It’s all on for the riverside town. The proposed town centre upgrade and now a proposed district plan change.

The council’s explanation is that the proposed plan change comes out of Warkworth’s structure plan and would ‘maintain the present boutique-flavour of the town’s central commercial zone’.

The reality is that Rodney District Council is attempting to head off the establishment of a bulk retail operation in Neville Street, following the purchase of sufficient land there for a supermarket by an entity said to be acting for New World and Pak’nSave umbrella company, Foodstuffs. This is the stable door that was shut only after the Warehouse horse had bolted into Snells Beach, and into a similarly flawed location.

The structure plan process, the council press release states, ‘went through an extensive public consultation process leading to its adoption in September 2004’.

What it omits to mention is that the State Highway One by-pass formed a major component of that consultation, only to be expunged from the final plan, without explanation.
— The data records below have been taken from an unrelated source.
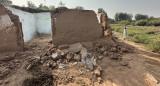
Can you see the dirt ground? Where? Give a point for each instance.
(121, 64)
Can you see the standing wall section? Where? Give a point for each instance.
(43, 23)
(11, 36)
(28, 23)
(71, 26)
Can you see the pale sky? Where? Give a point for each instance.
(148, 7)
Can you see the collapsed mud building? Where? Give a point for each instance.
(68, 25)
(78, 38)
(11, 36)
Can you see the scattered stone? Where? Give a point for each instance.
(50, 42)
(103, 49)
(97, 72)
(84, 50)
(1, 82)
(75, 48)
(65, 51)
(114, 49)
(37, 57)
(115, 57)
(77, 57)
(65, 46)
(61, 67)
(29, 67)
(56, 56)
(59, 61)
(99, 68)
(69, 56)
(94, 61)
(100, 57)
(54, 65)
(105, 53)
(99, 79)
(124, 63)
(124, 50)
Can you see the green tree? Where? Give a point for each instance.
(101, 10)
(141, 17)
(31, 4)
(8, 2)
(111, 21)
(79, 8)
(123, 16)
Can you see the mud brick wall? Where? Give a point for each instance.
(105, 24)
(11, 36)
(71, 26)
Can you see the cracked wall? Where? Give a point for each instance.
(71, 26)
(11, 36)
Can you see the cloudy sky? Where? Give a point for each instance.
(149, 7)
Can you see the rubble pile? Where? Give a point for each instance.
(70, 63)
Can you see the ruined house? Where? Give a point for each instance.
(65, 25)
(71, 26)
(34, 22)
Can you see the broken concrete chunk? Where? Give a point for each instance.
(75, 48)
(69, 56)
(100, 57)
(61, 67)
(99, 79)
(105, 53)
(84, 50)
(97, 72)
(56, 56)
(77, 57)
(65, 46)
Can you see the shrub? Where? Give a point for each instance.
(155, 46)
(141, 22)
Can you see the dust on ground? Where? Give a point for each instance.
(114, 64)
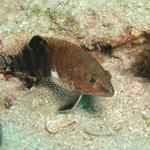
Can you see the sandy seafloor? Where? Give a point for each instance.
(121, 122)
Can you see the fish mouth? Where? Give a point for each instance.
(109, 92)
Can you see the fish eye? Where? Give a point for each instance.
(92, 80)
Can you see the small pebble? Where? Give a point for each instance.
(136, 87)
(58, 123)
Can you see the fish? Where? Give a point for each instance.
(60, 65)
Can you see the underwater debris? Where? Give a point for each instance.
(8, 101)
(58, 123)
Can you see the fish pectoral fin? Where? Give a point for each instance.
(72, 104)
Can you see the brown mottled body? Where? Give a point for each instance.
(44, 58)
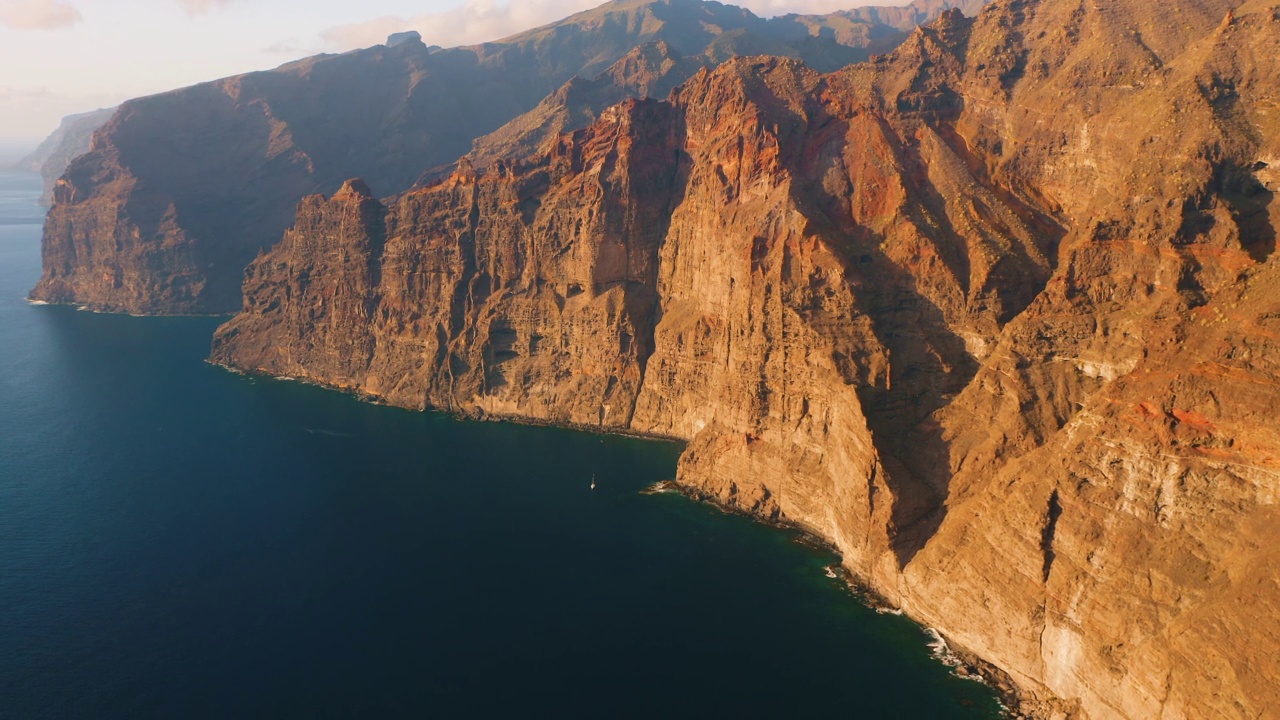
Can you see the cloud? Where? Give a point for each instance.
(37, 14)
(479, 21)
(476, 21)
(201, 7)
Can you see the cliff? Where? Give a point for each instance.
(182, 190)
(69, 141)
(996, 314)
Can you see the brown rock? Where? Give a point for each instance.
(997, 314)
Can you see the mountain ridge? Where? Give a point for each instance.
(1056, 218)
(144, 222)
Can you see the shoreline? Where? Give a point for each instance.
(1013, 700)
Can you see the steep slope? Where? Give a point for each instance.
(995, 313)
(182, 190)
(69, 141)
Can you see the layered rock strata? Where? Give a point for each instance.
(999, 314)
(182, 190)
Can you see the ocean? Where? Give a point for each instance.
(178, 541)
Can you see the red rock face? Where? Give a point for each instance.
(182, 190)
(997, 314)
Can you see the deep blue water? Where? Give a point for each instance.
(177, 541)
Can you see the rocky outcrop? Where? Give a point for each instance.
(69, 141)
(181, 191)
(996, 314)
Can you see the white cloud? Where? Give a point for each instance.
(201, 7)
(479, 21)
(37, 14)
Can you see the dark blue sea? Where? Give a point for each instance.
(178, 541)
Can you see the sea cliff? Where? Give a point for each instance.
(995, 313)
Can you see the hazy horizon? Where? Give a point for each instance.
(68, 57)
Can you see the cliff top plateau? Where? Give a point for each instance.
(995, 313)
(182, 190)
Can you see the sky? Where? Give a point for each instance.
(63, 57)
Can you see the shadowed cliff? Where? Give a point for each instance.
(995, 313)
(182, 190)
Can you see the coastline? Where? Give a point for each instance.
(1014, 701)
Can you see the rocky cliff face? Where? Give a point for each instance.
(69, 141)
(183, 190)
(997, 314)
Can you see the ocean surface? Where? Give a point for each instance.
(178, 541)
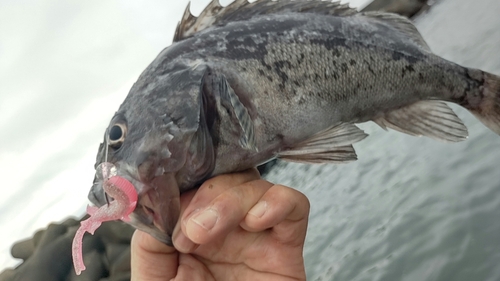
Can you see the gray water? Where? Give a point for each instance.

Regardless of that remarkable deficiency, Warkworth lacks an agreed strategic plan—updated, of course, from being merely ‘sustainable’ to climate change-ready!

At the risk of stating the bleedin’ obvious, Warkworth’s unique strategic assets are:

  • The Mahurangi River—leading to the first natural Hauraki Gulf harbour north of Auckland
  • The Wilson Cement Works—nationally important industrial heritage site.
Waterfront Concept Sketch

1988 to 2008: Suggestions for Mahurangi Riverbank, 1988, visualises ‘the day when the Warkworth waterfront is the vibrantface of the town—the old days, when it was the town’s backside, forgotten.’ artist Robin Pendred

The river with its indigenous forest backdrop has long been considered inviolate. But the parallel call for premises to address the river has never been matched by a strategy for achieving that goal.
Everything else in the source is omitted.